In the book Adrienne has been locked in a tower by her father so she can be saved. She decides to break out and go on a mission to free her sisters before the same imprisonment can be placed upon them. After sneaking into her castle she finds her brother who relays the bad news that her sister Appalonia has already been locked away with the meanest guardian in the land protecting her. Adrienne sets off in a bid to free her and ends up in a village where she meets her new companion Bedelia. This part of the story was read to the children who took notes about key character names and events. After note taking the task was laid out, they would have to write a letter from Adrienne to her brother Devin explaining how she was faring in her quest to save their sister. We worked together to identify possible things that may have happened after she left the castle and met Bedelia.

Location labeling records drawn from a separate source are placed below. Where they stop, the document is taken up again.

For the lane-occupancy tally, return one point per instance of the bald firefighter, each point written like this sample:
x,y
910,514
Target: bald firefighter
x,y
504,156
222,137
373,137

With ideas gathered and expectations established the class then got on with writing a formal letter to Devin from the perspective of Adrienne. At first they struggled to start off the letter, many found it hard to comprehend how I had read them the story but left them in charge of filling in what happens between leaving and saving her sister. Eventually after a little prompting and a few examples being shared they started to let their imaginations loose and started creating events from this journey. Lots of them described the scenery they had passed or made reference to their new companion Bedelia and how she was helping. Some mentioned the dragon Sparky, the supplies they had gathered or even how far they were from finding Appalonia. Most importantly the majority stuck to the rules of writing a formal letter.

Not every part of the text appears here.